- Born: Helene Theresa Banks
- Education: Cambridge University University of Southampton
- Scientific career
- Workplaces: Woods Hole Oceanographic Institute
- Thesis: Intrusions and mixing in the Western Equatorial Pacific Ocean. (1996)

= Helene Hewitt =

British climate scientist

Helene Hewitt is a British climate scientist who is a research fellow at the Met Office. Her research considers climate and ocean models. Hewitt serves on the CLIVAR Ocean Model Development Panel. She was awarded an Order of the British Empire in the 2022 Birthday Honours.

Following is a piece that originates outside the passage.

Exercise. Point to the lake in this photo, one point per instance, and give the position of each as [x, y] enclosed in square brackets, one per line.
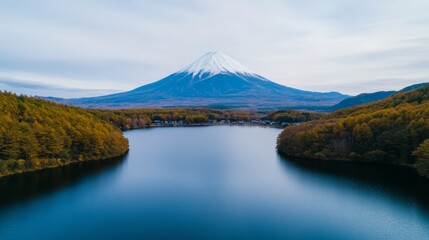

== Early life and education ==
Hewitt grew up in Wombourne, Staffordshire, where she attended Ounsdale High School. She studied mathematics at the University of Cambridge, where she was a student at Fitzwilliam College. Hewitt was a doctoral researcher at the University of Southampton, where she studied the Western Equatorial Pacific Ocean. She worked on the World Ocean Circulation Experiment and at the Woods Hole Oceanographic Institution as a doctoral student.

== Research and career ==
In 1996, Hewitt joined the Met Office, where she has developed and assessed climate models. In 2003, Hewitt was made Head of Ocean and Sea Ice model development. Hewitt's model, HadGEM3, combined NEMO and CICE, computational models which simulate the movement of sea ice and ocean circulation.

Hewitt coordinated the IPCC Sixth Assessment Report on the Ocean, Cryosphere and Sea Level Change. She oversees the Ocean Modelling group at the Met Office Hadley Centre, where she develops global and shelf configurations for coupled predictions across multiple different timescales.

Hewitt was appointed an Order of the British Empire in the 2022 Birthday Honours.